Federal and Michigan law concerning mergers, acquisitions, negotiations and securities exchange sometimes come into play during the purchase of a business
What Parts of the Business Am I Buying?
If a party wants to direct business operations, the best way is to acquire a right called "control". With control of a business, the party acquires all assets and the customer base of the business, plus it also assumed the company's debts. A complete picture of the financial position of the business is important for the buyer to make his decision. This picture is gained through a process called "due diligence". The process of due diligence uses Federal and Michigan guidelines to protect both parties. If these guidelines are not followed, a party may be found in breach of a legal duty. Following the process of due diligence faithfully, however, leads to a better informed decision about the purchase of the business. It can also help the ownership transfer to go more smoothly.

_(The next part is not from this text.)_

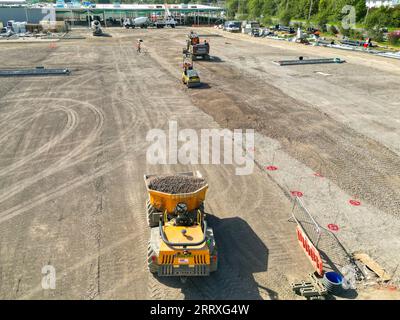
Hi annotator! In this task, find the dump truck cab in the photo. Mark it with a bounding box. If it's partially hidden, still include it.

How Much Will the Business Cost?
How much the right of control will cost depends on how much ownership stake is required. The value of the property of the business may add to the price as well. There are specific laws in Michigan that dictate procedure for how the right of control of a company can be transferred and modified, and these procedures may make buying the business cheaper or more expensive, depending on a variety of factors.
How Can a Flat Rock Attorney Help?
There are unique requirements in Michigan that a party purchasing a business must fulfill. In Flat Rock, an attorney knowledgeable in Michigan law can inform you about the peculiarities of your investment and outline the cheapest way for you to purchase control.